World battle for seabed

The United Kingdom (UK) has signalled, for example, that it intends to register claims on the Atlantic Ocean bed around Ascension Island, in the Hatton/Rockall basin, below waters surrounding the Falklands and South Georgia, and on the continental shelf sloping away from the British Antarctic Territory.

cynic - 10 Jan 2008 15:41 - 267 of 1211

perhaps they'll find the remains of SUB down there!

halifax - 10 Jan 2008 15:45 - 268 of 1211

Or even Atlantis!

smiler o - 18 Jan 2008 18:15 - 269 of 1211

FOR IMMEDIATE RELEASE
15th JANUARY 2008

PORT LOCATION - ISSUES

Balancing the cost of a purchase against its value is a difficult decision for all of us - somehow, we always seem to want something just that bit more expensive than we can afford. That long wheelbase 5-door is so clearly the right car - but the money will only buy a short wheelbase 3-door.

Of course, sometimes we can borrow extra money to make the move to the next model up - and some young people seem to think that parents will provide, that money is something which you just ask for.

For most of us, however, major purchases (house, car) are carefully considered, and what we buy isn't usually what we would really like, but a compromise driven by what we can afford.

Being really honest about the real benefits of a bigger car is one essential element in making sure that the right car is bought.
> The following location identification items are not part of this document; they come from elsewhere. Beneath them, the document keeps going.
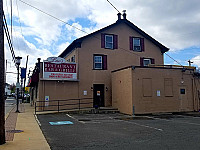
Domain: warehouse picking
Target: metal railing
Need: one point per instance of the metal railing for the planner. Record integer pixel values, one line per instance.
(61, 105)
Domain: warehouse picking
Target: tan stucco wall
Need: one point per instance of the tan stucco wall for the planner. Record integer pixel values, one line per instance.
(122, 91)
(117, 58)
(149, 102)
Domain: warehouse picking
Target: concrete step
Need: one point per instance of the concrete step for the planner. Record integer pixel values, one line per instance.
(101, 110)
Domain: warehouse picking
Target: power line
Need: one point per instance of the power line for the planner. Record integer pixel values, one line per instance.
(20, 24)
(9, 39)
(113, 6)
Deciding on an appropriate deep-water port for the Falkland Islands for the future is one of the major purchasing decisions the Islands must face. To make the right choice of which port is appropriate means balancing what is affordable with the benefits of different options. No-one is going to lend money unless it is clear that it is going to be repaid - and there is no-one clamouring to donate the millions needed.

The Royal Haskonning report has laid out with some clarity the port requirements of the different sectors for the foreseeable future. It makes sense to plan on the basis that the oil industry needs only facilities to support exploration at present - if development occurs, then the availability of finance becomes much less of an issue.

So the challenge is to plan for affordable, sensible facilities and make it possible for the government and private sector to invest wisely, in a way which gives the best possible return on the investment. The small size of the Islands' economy, and the high cost of major construction projects like a port, makes that complex. Many of the issues have been discussed before, but the seminar at 09:00 on January 28th in the Chamber of Commerce is aimed at bringing all the different advantages and shortcomings of the various options to one place, to compare them and to give Councillors a jumping-off point to move forward to some detailed planning.

This is a decision which is only going to be made once - FIDC hope that everyone with an interest in the subject will contribute to what promises to be an exciting discussion, we hope for the final time.